Despite this marked difference in diagnostic and treatment initiation latency, the two groups showed comparable performance in terms of the primary outcome indicators: the time to fever relief was 3.00 (3.00, 4.00) vs 3.00 (2.00, 4.00) days (P = 0.103), and time to sore throat relief was 3.00 (3.00, 5.00) vs 4.00 (3.00, 5.00) days (P=0.405) in the antigen-positive and culture-positive groups, respectively. In terms of safety, the incidence of acute complications was 6.41% (10/156) vs 9.09% (14/154) (P = 0.377) in the antigen-positive and culture-positive groups, respectively. No delayed complications were observed in either group during the follow-up period. Recurrence rates were 1.92% (3/156) vs 1.30% (2/154) (P > 0.999) in the antigen-positive and culture-positive groups, respectively (Table 2).
|
Table 2 Comparison of Clinical Efficacy Between Children with Group A Streptococcus (GAS) Infection Identified by Antigen Detection or Pathogen Culture |
Diagnostic Performance Analysis
As outlined in the Methods section, bacterial culture was not performed after a positive RADT result per clinical protocol. Therefore, it was not feasible to calculate the standard diagnostic performance metrics (sensitivity, specificity, PPV, NPV) of RADT using culture as the reference standard within this study cohort, as this would require all patients to undergo both tests.
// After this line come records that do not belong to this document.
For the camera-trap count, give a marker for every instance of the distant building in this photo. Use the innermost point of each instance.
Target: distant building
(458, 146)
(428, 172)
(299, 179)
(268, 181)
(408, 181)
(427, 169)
However, considering the 154 patients with positive cultures as a subset of true positives (despite some potential false negatives missed by culture itself), and acknowledging that the 156 patients with positive RADT results represent a group diagnosed by an alternative but clinically validated pathway, the study population structure itself reflects a high pre-test probability scenario. In such a setting, both positive RADT and positive culture results are used to definitively diagnose GAS infection and initiate treatment. The key finding of this study is that the clinical outcomes following treatment were equivalent regardless of whether the diagnosis was based on a positive RADT or a positive culture result.
Discussion
In this study of 310 children with GAS infections, treatment plans guided by RADT and conventional culture methods were highly consistent in key efficacy indicators, demonstrating clinical equivalence despite a substantial difference in diagnostic and treatment initiation times.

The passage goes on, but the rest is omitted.